Monday, April 12, 2010

Distant Memories from My Youth

Note from the Dok: This post is much more sentimental and far less snarky than most of my posts. I hope you still enjoy it.

A few years back I found myself in this dusty, dingy, dirty comic book shop in Miami in the middle of the summer. It was just a few months after I'd gotten back into comic books, and I was checking out this shop while on a work trip. I was dripping with sweat and flipping through Iron Man back issues absent mindedly. All of a sudden my hand froze. My face tightened. I though, "wait, what was that?" I flipped back an issue or two. "What is it? Why do I feel like this comic is important?" There was something about that comic. That comic was Iron Man v1 #222 (1987).

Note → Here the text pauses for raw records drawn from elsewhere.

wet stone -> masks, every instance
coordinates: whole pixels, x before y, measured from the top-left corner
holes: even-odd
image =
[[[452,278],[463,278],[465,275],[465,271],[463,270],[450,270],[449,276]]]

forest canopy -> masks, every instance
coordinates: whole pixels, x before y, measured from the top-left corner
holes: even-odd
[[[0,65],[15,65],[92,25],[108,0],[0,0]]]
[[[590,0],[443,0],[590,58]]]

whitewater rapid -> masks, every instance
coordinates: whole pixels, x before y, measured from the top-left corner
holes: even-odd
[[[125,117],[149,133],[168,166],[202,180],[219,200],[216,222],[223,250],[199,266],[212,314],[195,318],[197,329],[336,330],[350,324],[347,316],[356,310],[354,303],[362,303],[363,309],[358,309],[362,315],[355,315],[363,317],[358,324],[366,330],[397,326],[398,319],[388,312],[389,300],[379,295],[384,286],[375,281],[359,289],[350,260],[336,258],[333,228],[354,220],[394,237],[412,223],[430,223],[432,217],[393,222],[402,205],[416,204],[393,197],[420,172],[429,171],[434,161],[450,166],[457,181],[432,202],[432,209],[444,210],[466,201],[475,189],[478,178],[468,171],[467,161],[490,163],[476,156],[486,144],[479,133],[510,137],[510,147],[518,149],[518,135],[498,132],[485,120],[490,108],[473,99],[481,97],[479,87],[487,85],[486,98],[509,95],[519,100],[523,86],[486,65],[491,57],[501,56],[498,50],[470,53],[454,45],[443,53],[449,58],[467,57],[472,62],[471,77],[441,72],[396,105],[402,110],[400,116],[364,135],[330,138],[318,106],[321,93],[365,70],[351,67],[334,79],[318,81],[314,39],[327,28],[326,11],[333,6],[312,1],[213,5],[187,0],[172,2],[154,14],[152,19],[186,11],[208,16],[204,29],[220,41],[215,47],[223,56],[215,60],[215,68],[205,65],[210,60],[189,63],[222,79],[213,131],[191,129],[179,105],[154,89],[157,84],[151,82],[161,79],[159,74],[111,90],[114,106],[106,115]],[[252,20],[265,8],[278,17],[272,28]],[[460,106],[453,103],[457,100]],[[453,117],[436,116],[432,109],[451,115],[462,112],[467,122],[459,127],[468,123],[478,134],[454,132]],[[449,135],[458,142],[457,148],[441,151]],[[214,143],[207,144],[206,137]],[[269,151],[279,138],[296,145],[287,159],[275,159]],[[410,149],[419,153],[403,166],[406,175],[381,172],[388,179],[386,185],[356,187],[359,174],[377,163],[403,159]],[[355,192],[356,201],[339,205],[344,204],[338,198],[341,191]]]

Sure, it's an awesome cover, but it was more than that. I could feel there was something there, but I wasn't sure what. Then it happened. It was like going into the Monolith at the end of 2001, all these memories came flooding back to me. Long lost memories from my youth washed over me. That's when I realized why this issue was important to me! I owned this issue when I was a kid!

When I was young, I didn't have a lot of money. I grew up in a one bedroom house (figure that out) without a lot of frills. Now don't get me wrong, I wasn't starving or anything. There was always food in the cupboards, heat in the winter, and even A/C in the summer. I believe the socioeconomic term is "lower middle class". Even when I got older (I was five years old when this issue came out) I couldn't afford to get a comic every month. Some months my Mom would buy me two or three, some months I wouldn't get any. Dems da brakes. As a result, I reread every comic book I had. Didn't matter if it was chapter three of a six part storyline. Sure, I cared that I didn't have the rest of the story, but I couldn't let it bother me. I just held onto what I had and was happy with it. I think I learned a lot from that experience... Anyway, my point is that this was one of the few comics I had, and I must have read it a thousand times. Somewhere deep in my memory it was waiting there, and seeing it again after nearly two decades opened the floodgates.

One thing that I've always remembered from this issue was this awesome sequence where Iron Man dives underwater to get into his secret lab built underneath his house.

When I was five that was the most awesome thing EVER! I used to stare at these panels and get lost forever in the awesomeness of it all. Secret lab under your house, accessible via elaborate, yet simplistic, tunnel system. I think I dug the whole Batcavedness of it.

About a year ago I got my old comic collection back from my parents. I was afraid they had been lost because I hadn't seen any of them for at least twelve years. When I got them I plowed through the small pile to find my old friend. I was surprised to learn that I only owned three Iron Man comics when I was a kid. This one, #246 (1989) and #318 (1995). I do remember always liking Iron Man though, and I think it was because of this issue, because I don't get the same feeling when I see the other comics.

Rereading it now I have to say that this is a really fun issue! It's all about how Tony is trying to get to his housewarming party but can't because numerous ridiculous accidents keep happening as a result of this freak (but naturally occurring) rainstorm. (Expect some ridonculous Iron Man Versus segments coming out of this one, folks!) This is a GREAT stand alone issue!

Now that I think about it, I think this issue may have had a big affect on my subconscience. I only own one variant cover for a comic book, and that's for Iron Man v4 #7 (2006), which coincidently was the first comic I read when I got back into them. Anyway, here is the cover.

I always thought this cover looked really awesome. Now it's thematic similarities to #222 makes me wonder...

That's all the nostalgia I have. Thanks for listening. Now if you'll excuse me, I must continue my quest to read every issue of Iron Man...

... and I think I've been waiting to read this next issue since I was five years old.